Which version of MongoDB?
Have you defined any Connection String options in Admin > Databases > (mongo)?
Or have you tried setting connectTimeout=1200000 (1000ms * 60 * 20, for 20 minutes)

There shouldn’t be any timeouts, but I know there’s a timeout in the Druid driver, but I cannot see any in the MongoDB driver.

The only issue that references the first error is #11391, but that’s specific to Postgres.

When doing a bit of searching, I find things like this, which links to their JIRA, with “works as designed” (whatever that means):
https://stackoverflow.com/questions/40962094/interrupted-acquiring-a-permit-to-retrieve-an-item-from-the-pool-in-mongdb

Hi @flamber

Mongo version: mongod version: 3.6.5 (WiredTiger)

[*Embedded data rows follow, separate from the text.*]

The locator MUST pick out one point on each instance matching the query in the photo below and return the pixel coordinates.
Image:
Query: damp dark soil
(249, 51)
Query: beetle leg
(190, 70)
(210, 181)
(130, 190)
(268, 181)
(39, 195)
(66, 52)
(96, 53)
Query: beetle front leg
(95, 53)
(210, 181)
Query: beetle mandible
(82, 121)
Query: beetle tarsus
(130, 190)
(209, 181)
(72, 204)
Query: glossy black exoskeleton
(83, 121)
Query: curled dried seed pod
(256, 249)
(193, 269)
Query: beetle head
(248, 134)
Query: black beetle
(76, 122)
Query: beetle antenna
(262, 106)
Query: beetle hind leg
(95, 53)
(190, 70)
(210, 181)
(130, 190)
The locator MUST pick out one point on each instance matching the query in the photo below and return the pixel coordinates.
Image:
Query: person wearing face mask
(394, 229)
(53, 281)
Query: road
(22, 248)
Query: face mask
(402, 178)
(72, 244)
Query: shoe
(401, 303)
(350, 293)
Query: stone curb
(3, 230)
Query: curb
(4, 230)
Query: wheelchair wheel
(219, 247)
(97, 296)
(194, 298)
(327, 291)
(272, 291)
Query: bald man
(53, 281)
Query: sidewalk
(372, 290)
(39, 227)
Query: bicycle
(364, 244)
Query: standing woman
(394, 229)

What seems strange to me is that the queries that takes more than 10 minutes run normally using Robo 3T, only when running in Metabase I get this problem. That makes me think that this is driver thing, the stackoverflow link that you attached reinforce that, don’t you think?

@mateusluzifb
I don’t know what Robo3T is, but I guess it’s a client. Metabase is also just a client, but uses different drivers for the connection (unless Robo3T is also build in Clojure), so maybe it has something to do with the drivers or Robo3T sets some configurations, which extends the timeout.

@camsaul Is there some hidden timeout on the MongoDB driver that kills the connection after 10 minutes exactly? It seems there’s one in the Druid driver, so that’s why I’m asking.

@camsaul I wasn’t able to find the 10 min timeout, can you help me?

Also, our current solution is mongo’s map-reduce, we’re using it to minimize the query load time

@mateusluzifb I’m hoping Cam will pop in and has an answer, but everyone is working hard on the upcoming 0.34 release

Have you checked if it could be a timeout on your server?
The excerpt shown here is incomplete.